Ante la crisis de gobernabilidad que viven los venezolanos, los partidos políticos de países con gobiernos demócratas han manifestado su apoyo a la Mesa de Unidad Democrática para la solicitud y activación del Referéndum Revocatorio del mandato de Nicolás Maduro Moros este año.

Tal requerimiento expuesto ante el poder electoral cumple los extremos de ley consagrados en la Constitución nacional de Venezuela así como las normativas establecidas en el reglamento elaborado por las autoridades del Consejo Electoral para regir el proceso en cuestión desde su inicio, lapsos e incidencias de obligatorio cumplimiento hasta su consecución final que actuales rectores pretenden omitir.

Nicolás Maduro con el transcurrir de su gestión ha demostrado no estar capacitado para ejercer la primera magistratura en dotar de la mayor cantidad de felicidad posible a todos los connacionales sin distingo de clase, credo, ideología o posición social.

El desmantelamiento del aparato productivo iniciado por Hugo Chávez Frías con la clara intención de someter al ser común a largos periodos de hambruna; fue seguido al pie de la letra por Maduro Moros, quien intenta postrarlos a capricho luego de un proceso fraudulento de escogencia para su designación.

Seguido, con el desmontaje de leyes que preservan el patrimonio público, los comunistas llaneros dieron rienda suelta a la corrupción administrativa cubriendo con manto de impunidad a quienes permitieron, fomentaron o se beneficiaron indebidamente del patrimonio público en perjuicio de los nacionales.

Este maléfico proceder, con la caída de los precios petroleros en el mercado internacional y por consiguiente de la cesta energética de PDVSA, lejos de motivar a las jefaturas de Chávez y Maduro a realizar los recortes necesarios y previsivos ahorros, incentivó aún más el deseo de enriquecimiento indebido. Financistas en paraísos fiscales les sirven de tramitadores de visas en países del primer mundo cuando el régimen se debilita.

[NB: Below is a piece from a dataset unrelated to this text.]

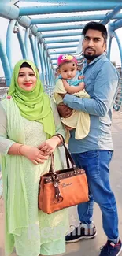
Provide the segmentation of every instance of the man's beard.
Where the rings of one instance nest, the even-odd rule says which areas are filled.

Convencidos de esta protección se asientan en el sur de Estados Unidos y España preferentemente, ya que el desconocimiento de otro idioma los lleva a estos lares. La seguridad personal y prometido resguardo de bienes y caudales los conduce a nadar en aguas profundas desconocidas donde luego de una nada apresurada investigación policial, las autoridades determinan estar ellos incursos en lavado de dinero, por exigencia del exilio.

Maduro Moros, convencido que la estrategia cubana le garantizaría subsistencia en el poder, no dudó al inicio de la crisis nutritiva y curativa que hoy sobrellevan los vecinos, firmar otro acuerdo con Cuba garantizándole a la dictadura castrista además de las ochenta mil toneladas de crudo energéticos y derivados, 1,400 millones de dólares por diferentes regalías que disfrazan asesoramiento en inteligencia y contra acción policial. Hoy sufren los parroquianos las derivaciones de tal decisión.

El presidente sin partida de nacimiento, ya que se resiste a mostrarla, para muchos investigadores tiene nacionalidad colombiana. Al despreciar este suministrar segura manutención y remedios a sus regidos, queda al descubierto su intención de exterminio poblacional.

Los jefes de Estado demócratas de buena voluntad, junto a expresidentes presentes en Venezuela, José L Rodríguez Zapatero de España, Omar Torrijos de Panamá, Leonel Fernández de República Dominicana, así como otros ex jefes de gobierno, ante la calamidad nacional manifiestan ser partidarios del diálogo entre la autoridad y la sociedad civil, sin percatarse que ya el mandador incumplió tal empuje en el pasado y los adversarios fueron sus víctimas. La situación vigente demanda respuestas apegadas a la Constitución donde el registrado se exprese como el referéndum revocatorio del mandato.

No basta con la diplomacia de salón sin exigir los dirigentes visitantes hacerse presentes en las cárceles y hospitales de la nación. Tampoco basta escuchar arengas por la paz cuando el tirano miente sobre la realidad interna, mientras arremete contra el pueblo que tiene hambre.

No basta escuchar sus improperios y pensar que es un ser ocurrente. Se ruega la valentía de hecho y no solo de palabras. No basta con decir ser republicano, hay que darlo todo por la libertad sin cortapisas. Si alguien tiene dudas de cómo ser un luchador social y defensor de los derechos, escuchen el llanto de los hijos de Simón Bolívar, el grito de sus dirigentes, ese clamor internacional y beban en la fuente del saber del Secretario General de la OEA, el defensor de la justicia social y corajudo Luis Almagro.